Première écoute de The Lamb : hou il est bien celui-là, il va tourner longtemps, ah ah c'est super ! Sauf que vingt ans après cette première écoute qui me laissa dubitatif mais enchanté, il tourne toujours, je n'en ai pas fait le tour, il ne ressemble toujours à aucun des autres disques du groupe : sombre et urbain, aux titres courts et expérimentaux, racontant une seule histoire au fil des vingt-trois morceaux, histoire que je n'ai jamais vraiment comprise, et débarrassant Gabriel de costumes de renard ou de fleur pour avoir enfin l'air normal, celui d'un voyou avec un badge de AC/DC. Certains passages sont résolument teigneux, guitares saturées devant et batterie soutenue, tout comme d'autres qui viendront sur les albums suivants (comme Eleventh Earl Of Mar ou Dance On A Volcano). Peut-être bien qu'elle est là, la genèse du métal progressif. D'ailleurs, joué intégralement en concert comme sur le Archive 67-75, il sonne encore mieux.

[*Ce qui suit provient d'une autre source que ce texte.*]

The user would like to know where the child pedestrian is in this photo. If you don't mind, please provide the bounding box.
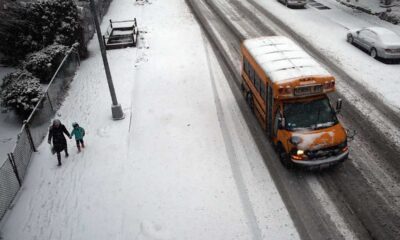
[71,122,85,152]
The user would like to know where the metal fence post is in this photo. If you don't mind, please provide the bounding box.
[8,153,22,187]
[24,121,37,152]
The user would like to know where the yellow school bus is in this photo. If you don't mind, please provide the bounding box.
[241,36,349,167]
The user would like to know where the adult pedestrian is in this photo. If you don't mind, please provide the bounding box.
[48,119,71,166]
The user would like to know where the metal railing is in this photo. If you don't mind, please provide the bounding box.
[0,46,80,220]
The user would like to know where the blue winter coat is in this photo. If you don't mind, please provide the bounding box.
[71,127,85,140]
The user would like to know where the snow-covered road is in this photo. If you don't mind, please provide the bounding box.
[1,0,299,240]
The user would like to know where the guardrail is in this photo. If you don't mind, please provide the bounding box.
[0,45,80,220]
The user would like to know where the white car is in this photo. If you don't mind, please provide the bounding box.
[347,27,400,59]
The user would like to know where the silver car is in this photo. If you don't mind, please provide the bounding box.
[278,0,307,7]
[347,27,400,59]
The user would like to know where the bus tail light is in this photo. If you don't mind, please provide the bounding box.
[342,146,349,152]
[279,87,293,95]
[292,154,304,160]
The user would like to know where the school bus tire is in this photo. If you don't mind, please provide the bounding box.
[246,92,254,112]
[277,143,294,169]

Mon prof d'histoire de l'époque nous expliqua que la Terminale portait extrêmement mal son nom. Elle ne termine rien, mais lance la vraie étude, l'entrée dans la vie en tant que personne réfléchie. Il en est de même avec The Lamb. Il apprend que tous les genres de musique valent le coup, quels que soient la durée, le rythme, la langue, les instruments utilisés. Tant qu'ils racontent des histoires avec conviction et qu'on se donne la peine de les écouter.
P.S. Merci à Louis-Ferdinand Céline pour le début de cette chronique.